Find all possible values of $f'(1)$

Question

Let $f$ be a differentiable function such that $f(1)=1$ and the slope of the tangent line to the curve $y=f{[x*f(x*y)]^2 }$ at the point $A(1,1)$ is $3$.

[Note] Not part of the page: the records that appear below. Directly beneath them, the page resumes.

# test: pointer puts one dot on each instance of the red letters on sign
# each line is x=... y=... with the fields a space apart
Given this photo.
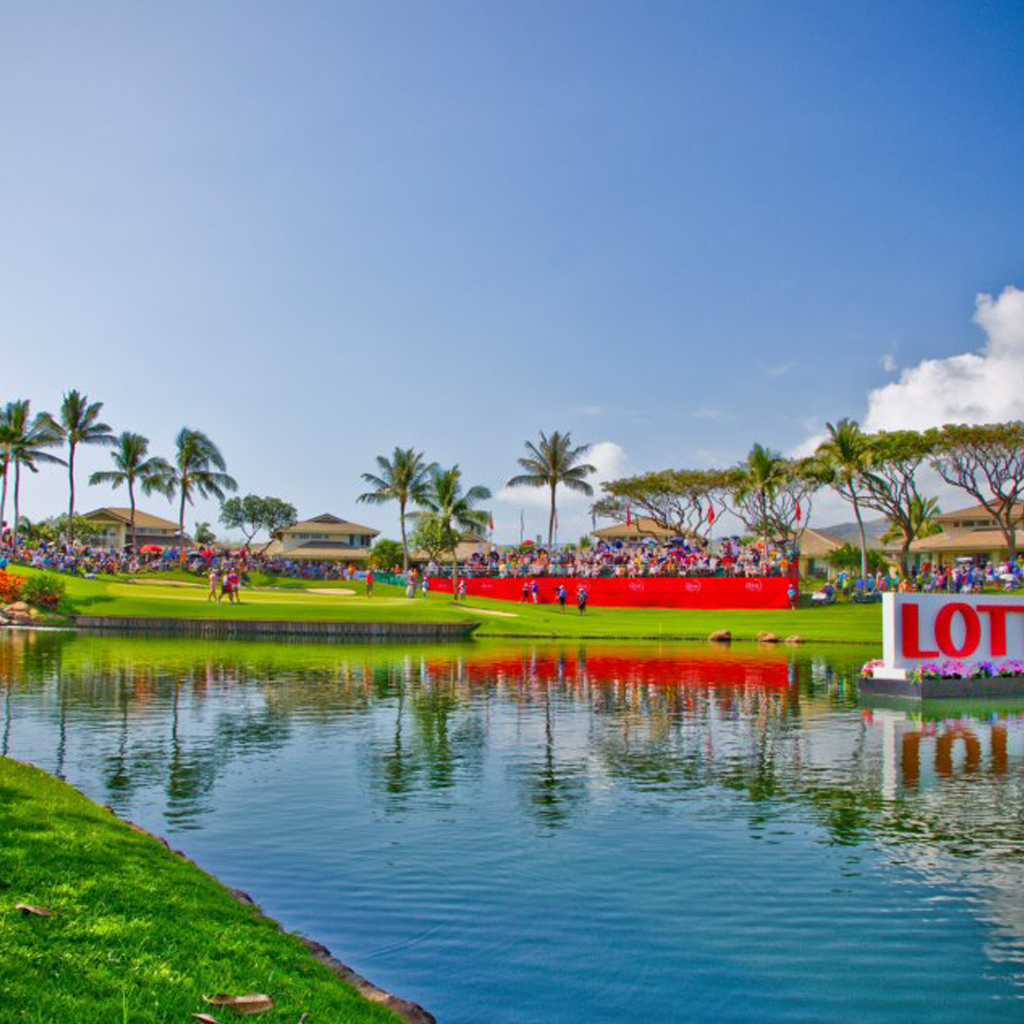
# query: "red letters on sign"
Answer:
x=972 y=630
x=909 y=615
x=997 y=625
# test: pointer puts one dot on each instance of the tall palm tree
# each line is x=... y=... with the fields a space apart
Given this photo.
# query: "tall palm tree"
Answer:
x=78 y=423
x=847 y=453
x=25 y=441
x=451 y=512
x=132 y=467
x=402 y=478
x=199 y=466
x=552 y=462
x=761 y=476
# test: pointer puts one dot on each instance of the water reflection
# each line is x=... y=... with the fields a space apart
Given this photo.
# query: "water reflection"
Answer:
x=548 y=744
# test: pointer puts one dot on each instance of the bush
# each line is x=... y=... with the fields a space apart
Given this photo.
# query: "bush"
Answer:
x=43 y=591
x=10 y=588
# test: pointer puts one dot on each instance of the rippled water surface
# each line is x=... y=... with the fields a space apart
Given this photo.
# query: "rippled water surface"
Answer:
x=567 y=834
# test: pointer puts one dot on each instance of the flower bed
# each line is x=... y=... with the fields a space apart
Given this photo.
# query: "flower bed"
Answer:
x=953 y=669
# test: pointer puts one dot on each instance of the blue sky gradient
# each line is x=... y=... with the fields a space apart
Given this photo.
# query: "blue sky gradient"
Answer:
x=316 y=230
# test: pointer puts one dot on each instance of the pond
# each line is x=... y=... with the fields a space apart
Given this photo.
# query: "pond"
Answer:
x=567 y=833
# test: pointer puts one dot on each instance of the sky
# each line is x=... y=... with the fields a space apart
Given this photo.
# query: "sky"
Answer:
x=317 y=230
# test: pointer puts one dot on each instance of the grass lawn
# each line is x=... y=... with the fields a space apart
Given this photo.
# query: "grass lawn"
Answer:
x=185 y=597
x=138 y=934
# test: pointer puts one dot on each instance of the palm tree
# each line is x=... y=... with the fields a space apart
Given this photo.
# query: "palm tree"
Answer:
x=847 y=453
x=401 y=479
x=554 y=461
x=762 y=475
x=78 y=423
x=451 y=512
x=132 y=467
x=24 y=442
x=199 y=466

Find all possible values of $f'(1)$ .

my solution $1=x^2*(f(x))^2 (f(x))^2=1/x^2 ((f(x))^2)'=(1/x^2)' 2*f(x)*(f(x))'=-2/x^3 x=1 => 2*f(1)*(f(1))'=-2 f(1)=-2/2*f(1)=-1$ Answer is $-1$. So is it the only answer? i doubt because i did not use the last condition

Answer 1

Applying the chain rule we have

$$y=f((xf(xy))^2)\implies y'=f'((xf(xy))^2)\cdot 2xf(xy)\cdot (f(xy)+xf'(xy)\cdot (y+xy')).$$ Since $y'(1)=3,y(1)=f(1)=1,$ we have

$$3=f'(1)\cdot 2\cdot (1+f'(1)\cdot (1+3)).$$ That is,

$$3=2f'(1)(1+4f'(1))=8f'(1)^2+2f'(1)$$ or

$$8f'(1)^2+2f'(1)-3=0.$$

Solve the quadratic equation and you will get two solutions.